The Brotherhood’s Freedom and Justice party stated it was forced to take to the streets, “in partnership with a number of national and popular parties, groups and movements” in order “to protect the legality and legitimacy of the elected Egyptian president and popular will”.

To defend Mr Morsi, and perhaps bolster his sometimes choppy rhetoric on the political stump, both Mohamed Badie, the famously reclusive supreme guide of the Brotherhood, and its powerful number two, Khairat al-Shater, appeared live in rare, lengthy press conferences on Saturday.

“How can I rule Egypt when I cannot even protect my own office,” Mr Badie said, denouncing allegations that the Brotherhood’s leaders control Mr Morsi and referring to a series of attacks on the group’s offices.
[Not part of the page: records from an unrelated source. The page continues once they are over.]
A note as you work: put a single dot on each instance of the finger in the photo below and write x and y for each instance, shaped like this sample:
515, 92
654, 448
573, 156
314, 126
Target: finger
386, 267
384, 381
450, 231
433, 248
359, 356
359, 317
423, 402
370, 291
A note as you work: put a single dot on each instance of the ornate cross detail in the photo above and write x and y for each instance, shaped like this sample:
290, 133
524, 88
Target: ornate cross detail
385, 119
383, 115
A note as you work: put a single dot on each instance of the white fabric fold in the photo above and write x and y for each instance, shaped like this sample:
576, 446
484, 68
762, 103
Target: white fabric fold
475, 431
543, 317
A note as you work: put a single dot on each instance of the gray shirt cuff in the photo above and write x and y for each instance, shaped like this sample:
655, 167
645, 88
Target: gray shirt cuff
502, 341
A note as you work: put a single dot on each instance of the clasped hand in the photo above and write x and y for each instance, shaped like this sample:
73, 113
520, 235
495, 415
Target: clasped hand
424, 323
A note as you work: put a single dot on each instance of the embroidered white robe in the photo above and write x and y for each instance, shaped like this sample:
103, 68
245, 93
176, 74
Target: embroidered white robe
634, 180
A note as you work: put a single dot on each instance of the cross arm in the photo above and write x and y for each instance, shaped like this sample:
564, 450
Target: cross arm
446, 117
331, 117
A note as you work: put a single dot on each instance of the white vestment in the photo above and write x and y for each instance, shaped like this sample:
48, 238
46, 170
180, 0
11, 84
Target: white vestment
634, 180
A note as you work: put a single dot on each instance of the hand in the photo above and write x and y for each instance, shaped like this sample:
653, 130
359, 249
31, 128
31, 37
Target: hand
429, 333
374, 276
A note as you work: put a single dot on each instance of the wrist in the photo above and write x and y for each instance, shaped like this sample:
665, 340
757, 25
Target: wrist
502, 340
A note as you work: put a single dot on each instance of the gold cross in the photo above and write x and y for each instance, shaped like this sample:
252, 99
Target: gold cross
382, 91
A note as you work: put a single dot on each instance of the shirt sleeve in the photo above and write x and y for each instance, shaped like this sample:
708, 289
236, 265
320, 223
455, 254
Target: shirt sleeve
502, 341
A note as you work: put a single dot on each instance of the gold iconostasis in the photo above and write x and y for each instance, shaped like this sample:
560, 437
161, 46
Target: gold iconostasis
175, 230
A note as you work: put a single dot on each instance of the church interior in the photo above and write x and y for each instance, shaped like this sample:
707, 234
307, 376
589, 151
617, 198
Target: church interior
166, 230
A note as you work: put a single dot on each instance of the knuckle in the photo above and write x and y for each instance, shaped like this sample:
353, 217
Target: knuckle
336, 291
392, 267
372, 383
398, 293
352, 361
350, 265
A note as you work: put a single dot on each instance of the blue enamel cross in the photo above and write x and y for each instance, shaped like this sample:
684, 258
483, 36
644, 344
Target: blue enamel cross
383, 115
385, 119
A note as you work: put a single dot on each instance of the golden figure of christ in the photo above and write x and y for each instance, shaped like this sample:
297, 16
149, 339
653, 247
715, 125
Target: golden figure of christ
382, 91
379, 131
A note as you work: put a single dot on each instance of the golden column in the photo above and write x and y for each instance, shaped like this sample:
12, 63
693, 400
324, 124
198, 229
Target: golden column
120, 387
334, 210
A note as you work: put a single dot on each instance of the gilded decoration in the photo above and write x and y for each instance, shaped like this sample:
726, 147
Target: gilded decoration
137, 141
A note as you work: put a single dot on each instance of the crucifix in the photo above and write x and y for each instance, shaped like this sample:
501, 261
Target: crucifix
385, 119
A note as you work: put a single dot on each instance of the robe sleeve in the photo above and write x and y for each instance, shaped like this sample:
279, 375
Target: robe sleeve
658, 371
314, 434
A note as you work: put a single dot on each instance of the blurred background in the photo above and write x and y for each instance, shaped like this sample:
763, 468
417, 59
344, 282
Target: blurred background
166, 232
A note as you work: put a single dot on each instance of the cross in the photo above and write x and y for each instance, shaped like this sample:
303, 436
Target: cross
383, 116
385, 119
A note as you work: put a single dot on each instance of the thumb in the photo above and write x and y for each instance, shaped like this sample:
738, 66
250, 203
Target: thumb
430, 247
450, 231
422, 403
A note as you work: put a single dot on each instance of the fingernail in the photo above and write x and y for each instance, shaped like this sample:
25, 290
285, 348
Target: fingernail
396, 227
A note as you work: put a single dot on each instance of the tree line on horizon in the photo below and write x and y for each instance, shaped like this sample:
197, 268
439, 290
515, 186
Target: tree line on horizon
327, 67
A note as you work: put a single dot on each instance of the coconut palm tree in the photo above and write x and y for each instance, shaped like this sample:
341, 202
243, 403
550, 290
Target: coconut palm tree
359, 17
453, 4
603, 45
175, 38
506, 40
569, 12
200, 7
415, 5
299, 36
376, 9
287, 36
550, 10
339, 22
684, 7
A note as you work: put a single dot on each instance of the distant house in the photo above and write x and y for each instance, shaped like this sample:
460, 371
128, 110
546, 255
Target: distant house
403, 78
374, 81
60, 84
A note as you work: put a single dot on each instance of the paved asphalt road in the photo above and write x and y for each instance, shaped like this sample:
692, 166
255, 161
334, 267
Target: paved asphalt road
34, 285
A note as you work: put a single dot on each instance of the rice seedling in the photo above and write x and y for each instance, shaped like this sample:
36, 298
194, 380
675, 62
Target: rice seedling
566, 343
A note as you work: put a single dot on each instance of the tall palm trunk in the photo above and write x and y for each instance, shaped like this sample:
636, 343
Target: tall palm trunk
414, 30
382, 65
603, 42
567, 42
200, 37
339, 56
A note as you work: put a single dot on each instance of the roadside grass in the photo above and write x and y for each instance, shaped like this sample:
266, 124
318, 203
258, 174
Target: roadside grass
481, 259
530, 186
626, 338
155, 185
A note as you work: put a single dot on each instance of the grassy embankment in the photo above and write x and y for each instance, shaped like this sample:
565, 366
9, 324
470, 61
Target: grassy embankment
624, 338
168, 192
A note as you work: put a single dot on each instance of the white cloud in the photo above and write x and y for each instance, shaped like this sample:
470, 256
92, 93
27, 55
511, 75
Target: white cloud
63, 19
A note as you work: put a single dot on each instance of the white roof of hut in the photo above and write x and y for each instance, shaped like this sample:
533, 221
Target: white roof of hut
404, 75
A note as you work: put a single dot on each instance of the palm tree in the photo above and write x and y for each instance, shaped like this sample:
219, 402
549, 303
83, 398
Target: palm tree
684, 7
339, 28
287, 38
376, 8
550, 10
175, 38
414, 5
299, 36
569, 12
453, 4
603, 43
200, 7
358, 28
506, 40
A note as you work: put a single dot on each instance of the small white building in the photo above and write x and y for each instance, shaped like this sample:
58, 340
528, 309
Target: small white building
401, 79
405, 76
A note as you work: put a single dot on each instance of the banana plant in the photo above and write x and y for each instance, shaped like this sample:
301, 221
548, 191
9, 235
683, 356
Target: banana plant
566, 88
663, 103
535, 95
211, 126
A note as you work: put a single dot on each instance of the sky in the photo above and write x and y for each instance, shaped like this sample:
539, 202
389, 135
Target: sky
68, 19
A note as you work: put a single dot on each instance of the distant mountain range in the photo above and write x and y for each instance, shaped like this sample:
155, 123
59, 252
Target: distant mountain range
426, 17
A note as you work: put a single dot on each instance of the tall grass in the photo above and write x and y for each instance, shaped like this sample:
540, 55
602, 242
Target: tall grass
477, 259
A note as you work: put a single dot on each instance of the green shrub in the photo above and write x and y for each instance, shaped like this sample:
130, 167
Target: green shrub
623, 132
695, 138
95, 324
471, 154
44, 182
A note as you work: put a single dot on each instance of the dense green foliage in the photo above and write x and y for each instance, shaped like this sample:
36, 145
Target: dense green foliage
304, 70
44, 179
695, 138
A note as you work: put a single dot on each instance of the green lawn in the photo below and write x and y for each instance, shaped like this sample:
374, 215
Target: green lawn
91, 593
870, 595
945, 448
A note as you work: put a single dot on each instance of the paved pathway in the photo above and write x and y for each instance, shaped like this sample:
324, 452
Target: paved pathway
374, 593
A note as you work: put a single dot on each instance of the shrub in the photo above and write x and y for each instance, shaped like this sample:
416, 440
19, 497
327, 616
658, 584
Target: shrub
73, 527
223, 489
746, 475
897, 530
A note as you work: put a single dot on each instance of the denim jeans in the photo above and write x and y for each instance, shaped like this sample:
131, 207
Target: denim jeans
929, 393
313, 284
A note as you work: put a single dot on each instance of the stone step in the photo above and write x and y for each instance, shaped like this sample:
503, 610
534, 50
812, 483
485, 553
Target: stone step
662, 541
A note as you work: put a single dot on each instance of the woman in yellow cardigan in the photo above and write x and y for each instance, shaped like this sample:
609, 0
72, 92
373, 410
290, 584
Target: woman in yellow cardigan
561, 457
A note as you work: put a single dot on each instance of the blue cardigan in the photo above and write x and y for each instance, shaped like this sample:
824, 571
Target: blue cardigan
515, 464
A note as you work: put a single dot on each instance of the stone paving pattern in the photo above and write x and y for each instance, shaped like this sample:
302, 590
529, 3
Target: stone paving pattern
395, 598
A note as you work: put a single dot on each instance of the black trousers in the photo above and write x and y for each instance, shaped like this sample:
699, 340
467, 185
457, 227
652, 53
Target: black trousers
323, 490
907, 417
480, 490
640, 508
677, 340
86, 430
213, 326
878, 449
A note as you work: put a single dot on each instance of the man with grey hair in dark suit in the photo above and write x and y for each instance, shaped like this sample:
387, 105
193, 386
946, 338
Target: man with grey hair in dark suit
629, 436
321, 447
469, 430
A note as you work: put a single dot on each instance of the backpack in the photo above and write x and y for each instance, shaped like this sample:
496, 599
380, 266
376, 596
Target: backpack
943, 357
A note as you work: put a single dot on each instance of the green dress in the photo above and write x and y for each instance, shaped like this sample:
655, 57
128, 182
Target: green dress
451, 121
Regardless of the ability of Mr Morsi and his allies to run Egypt, the president appears for now to be largely consulting his most fervent loyalists. Token liberal and Christian advisers have all abandoned him, and most opposition leaders have refused to meet him until he delays the constitutional referendum.

The impression that Mr Morsi is listening almost exclusively to his Islamist political base was reinforced by his surprise decision on Sunday to announce the imposition of new taxes on everything from mobile phone calls and beer to fertiliser, only to rescind the decision 12 hours later following public criticism by the Freedom and Justice party.

Critics of the Brotherhood point out that under Mr Mubarak, the Brotherhood exhibited a high degree of pragmatism in order to survive as an organisation, and say that staying in power remains Mr Morsi’s preoccupation

“The Brotherhood wants power more than money or ideology,” charged Mr Gebba. “To achieve that, they will make a deal with evil.”

● Mohamed Morsi, Egypt’s president, will visit the US in 2013, a presidential spokesman said on Monday, in what would be the Islamist leader’s first visit to Washington since he was elected in June, reports Reuters in Cairo. No date has been set for the visit.

The US gives Egypt about $1.3bn a year in military aid to bolster the US-brokered peace treaty Cairo signed with Israel in 1979. Hosni Mubarak, the former Egypt president and a close US ally, upheld the treaty for 30 years until he was overthrown in the Arab spring revolts in 2011.

Mr Morsi has said he will honour Egypt’s treaty obligations, although some in the Muslim Brotherhood, to which he belonged before he took office, want the pact to be reviewed.